Die wichtigsten Baustellen der Großen Koalition:
Intensivtierhaltung
- Bereits bis Ende 2018 sollte die betäubungslose Ferkelkastration verboten werden – stattdessen gab es einen Aufschub um weitere zwei Jahre. Jetzt forciert das Ministerium eine Methode, bei der Landwirte selbst mit Isofluran betäuben dürfen. Ein Eingriff, der medizinischen Fachkräften vorbehalten sein sollte.
- Zuchtsauen: Trotz eines rechtsgültigen Gerichtsurteils werden Sauen immer noch rechtswidrig in viel zu engen Kastenständen (körpergroßen Käfigen) gehalten. Noch viel schlimmer: Statt dem Urteil zu folgen und Behörden und Landwirte zu verpflichten, diese Vorgaben umzusetzen, will die Regierung das Urteil ignorieren und die zu kleinen Kastenstände mit einem perfiden Trick legalisieren: Der entsprechende Passus soll einfach aus der überarbeiteten Haltungsverordnung für Schweine gestrichen werden.
- Leidvolle Lebendtiertransporte in Drittstaaten sind weiter erlaubt. Strengere Kontrollen finden nicht statt. Eine Datenbank mit Versorgungsrouten wird das Problem der Tortur auf den Strecken nicht lösen, da niemand ausreichend kontrollieren können wird.
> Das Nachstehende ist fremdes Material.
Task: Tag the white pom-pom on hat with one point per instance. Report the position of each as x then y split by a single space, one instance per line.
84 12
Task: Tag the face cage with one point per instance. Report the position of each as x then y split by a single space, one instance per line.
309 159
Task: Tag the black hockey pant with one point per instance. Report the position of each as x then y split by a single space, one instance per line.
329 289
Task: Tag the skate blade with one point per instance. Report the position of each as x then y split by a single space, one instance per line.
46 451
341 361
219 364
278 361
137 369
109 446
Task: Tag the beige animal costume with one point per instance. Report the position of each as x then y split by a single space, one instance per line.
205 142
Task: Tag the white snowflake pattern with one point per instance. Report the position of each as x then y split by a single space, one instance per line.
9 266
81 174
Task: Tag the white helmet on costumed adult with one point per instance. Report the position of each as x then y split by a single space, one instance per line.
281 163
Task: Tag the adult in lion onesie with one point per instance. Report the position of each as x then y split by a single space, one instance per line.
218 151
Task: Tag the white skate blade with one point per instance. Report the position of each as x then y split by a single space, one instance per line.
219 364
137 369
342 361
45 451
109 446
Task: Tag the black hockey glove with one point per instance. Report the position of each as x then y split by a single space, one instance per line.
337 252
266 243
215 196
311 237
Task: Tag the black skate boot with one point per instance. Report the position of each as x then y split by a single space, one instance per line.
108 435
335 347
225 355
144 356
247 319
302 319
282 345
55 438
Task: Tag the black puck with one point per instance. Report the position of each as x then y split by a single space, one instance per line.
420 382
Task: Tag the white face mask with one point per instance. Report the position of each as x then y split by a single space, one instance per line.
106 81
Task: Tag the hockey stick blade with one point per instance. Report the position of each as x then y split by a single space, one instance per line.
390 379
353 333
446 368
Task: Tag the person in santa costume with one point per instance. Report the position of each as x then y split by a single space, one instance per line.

- Millionen männlicher Küken werden weiter aus rein wirtschaftlichen Gründen getötet. Und dies, obwohl im Koalitionsvertrag steht, dass das Kükentöten bis zur Hälfte der Legislaturperiode beendet werden sollte. Doch das im Sommer dieses Jahres in Leipzig gefällte Urteil wird von der Bundesregierung einfach nicht umgesetzt. Fristen zur Umsetzung? Ebenso Fehlanzeige! Und marktreife technische Lösungen zur Früherkennung männlicher Küken sind immer noch nicht vorhanden. Nachhaltige Alternativen werden nicht forciert, obwohl sie der einzig sinnvolle Weg sind, um sogenannte „Wegwerf-Tiere“ zu vermeiden.
Illegaler Welpenhandel und Qualzucht
- Laut Koalitionsvertrag wollte das BMEL bis zur Mitte der Legislaturperiode konkrete Maßnahmen vorlegen. Doch bis heute gibt es beim illegalen Welpenhandel keine wirksamen Maßnahmen. Weder gibt es ernstzunehmende Bestrebungen seitens des Ministeriums, den Handel einzudämmen oder Kontrollen einzuführen, noch werden Online-Plattformen strenger reguliert. So werden durch den anonymen Welpenhandel zu junge, kranke und ungeimpfte Tiere angeboten und die Anonymität des Internets verhindert meist eine Rückverfolgung. Daher haben skrupellose HändlerInnen keine Strafen zu befürchten. Während die Regierung untätig bleibt, reagieren die Bundesländer und reichten einen Antrag beim Bundesrat ein, der die Bundesregierung zum Handeln auffordert.
- Zwar sollen laut Verordnung Qualzucht-Ausstellungen verboten werden, bei denen die entsprechenden Rassen zur Schau gestellt werden. Doch wird die eigentliche Tierschutzproblematik so nicht gelöst, denn im Gesetz fehlen detaillierte Angaben, was überhaupt unter Qualzucht fällt.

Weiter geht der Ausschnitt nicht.